Q: Do fish oil supplements provide the same benefits?
A: Your body pretty much doesn't know whether you are getting it from
fresh fish or a fish oil supplement.
Q: What about canola oil?
A: Canola oil is better; it has a better ratio of omega-6s to omega-
3s-around five or seven omega-6s to one omega-3.
Q: Is flaxseed oil the best source of omega-3?
A: Right, of the direct oil sources.
Q: What about nuts, such as walnuts?
A: Walnuts are good. I haven't looked at the data carefully. But nuts,
in general, are a pretty good bet. If you go with the principles
of the paleolithic diet, it's clear that we were eating a lot more
fruits and nuts than wild game.
Q: How much omega-3 do you take?
A: I take about one gram per day and eat a lot of different types
of fish.
Q: Deep-sea fish, not farm-fed catfish?
A: Farm-fed catfish are going to have less omega-3s, but they are
going to have some.
Q: What is your next research project?
A: I am looking at whether consuming these omega-3 fatty acids reduces
hostility and aggression. We looked at 235 subjects on whom we have
performed lumbar punctures and taken cerebrospinal fluid for analysis.
One of the markers of brain neurochemistry in the cerebrospinal fluid
is a metabolite, or breakdown, of serotonin called 5HIAA. It is well
known in biological psychiatry that people who have low concentrations
of this 5HIAA are especially prone to suicidal and impulsive behaviors.
What I found among normal subjects was that low concentrations of
DHA in the plasma correlated to low concentrations of 5HIAA in their
cerebrospinal fluid. This finding is important because 5HIAA predicts
serotonin levels, and serotonin is really key to the biochemistry
of depression and the biochemistry of suicide and violence.

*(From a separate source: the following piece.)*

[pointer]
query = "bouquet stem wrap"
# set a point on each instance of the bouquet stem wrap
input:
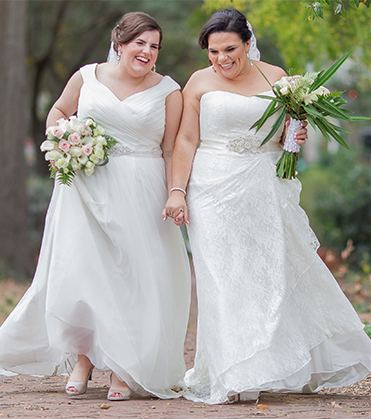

Q: Serotonin levels should be high, right?
A: Right.
Q: Do you have access to prison inmates who have been given spinal-
fluid taps from which you could determine whether the impulsive, violent
person is low in omega-3s?
A: We are engaged in that work right now. We are taking cerebrospinal
fluid samples before and after giving them either the omega-3s or
placebos.
ADDED MATERIAL
Cory SerVaas, M.D., & Patrick Perry
Walnuts are especially good for their omega-3 content.
Flaxseed for salads and baking.
"The research being conducted is fascinating and potentially very
important to the understanding and treatment of bipolar disorder,"
commented Kay Redfield Jamison, M.D., of Johns Hopkins University
on the role of omega-3 essential fatty acids and psychiatric illnesses.
Dr. Jamison, who controls her manic-depressive illness, is a prominent
researcher and has authored several books on the disorder.
An omega-3 fatty acid called DHA is highly concentrated in the synapses
where brain cells communicate and plays a key role in brain development
and function. A vast communications network within our brain is formed
when chemical messengers, or neurotransmitters, are released from
the axon, cross the synapse, and bind to receptors on another neuron.